Give her time. Up to a couple of weeks after hatching. She has to harden up, do mating flights, get back safely then start laying. Try to stay out for awhile. She'll do better with out intrusions. 
Good luck


----------



## Riverderwent (May 23, 2013)

"is there anyway of telling if a new queen is mated other then eggs/larva?"

A virgin queen will be relatively shorter and thinner in the abdomen than a mated queen, she will be more runny, and will not be as bothered by daylight.


----------



## burns375 (Jul 15, 2013)

Above is a good description. Shorter tail and fast on the comb


----------



## Knobs (Sep 20, 2014)

Just look for the 14 to 20 rings on her finger that all the drones gave her on her wedding day.

Seriously its almost impossible to tell visually. 

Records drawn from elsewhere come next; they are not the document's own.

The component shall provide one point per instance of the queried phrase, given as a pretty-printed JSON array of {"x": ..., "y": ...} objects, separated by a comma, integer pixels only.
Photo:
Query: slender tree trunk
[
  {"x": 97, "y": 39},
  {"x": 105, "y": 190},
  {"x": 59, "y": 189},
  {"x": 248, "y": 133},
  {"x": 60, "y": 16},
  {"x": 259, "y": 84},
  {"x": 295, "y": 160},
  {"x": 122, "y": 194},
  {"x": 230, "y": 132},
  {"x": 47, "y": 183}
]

I have the same problem with some of the banked mated queens that I have received. Often times they have been banked for so long that they are very small and appear to be virgins. Its really hard to tell that they were actually mated and sometimes they can take a week or so to start laying again.


----------



## jwcarlson (Feb 14, 2014)

http://www.beesource.com/forums/sho...ore-After-Pics-Virgin-then-Mated-Laying-Queen


----------



## Knobs (Sep 20, 2014)

I assumed that the OP was trying to determine the difference between a virgin queen and a mated but not yet laying queen. Its not that hard to tell the difference between a virgin and a mated and already laying queen. Just look at the abdomen but it doesn't really get that much bigger until she is laying consistently.


----------



## beepro (Dec 31, 2012)

A virgin queen has an abdomen almost shorter than her
wings where as a mated queen will have an abdomen almost
1.5x longer than her wings and heavier abdomen
dragging herself over the comb. But the most noticeable is that
being a virgin the worker bees don't care as she run around the comb. Treating her
much like any other bees in the hive. For a mated queen, the worker bees will surround her in a circle grooming and
feeding her constantly when she wander from cell to cell to lay. At one time I saw a mite on the queen's upper abdomen then
after a day the mite was gone. I assume that the grooming bees took care of the mite leaving the queen mite free. I don't think a
virgin will get that kind of a treatment when she run too fast on the comb marking her territory to be the future queen of the colony.


----------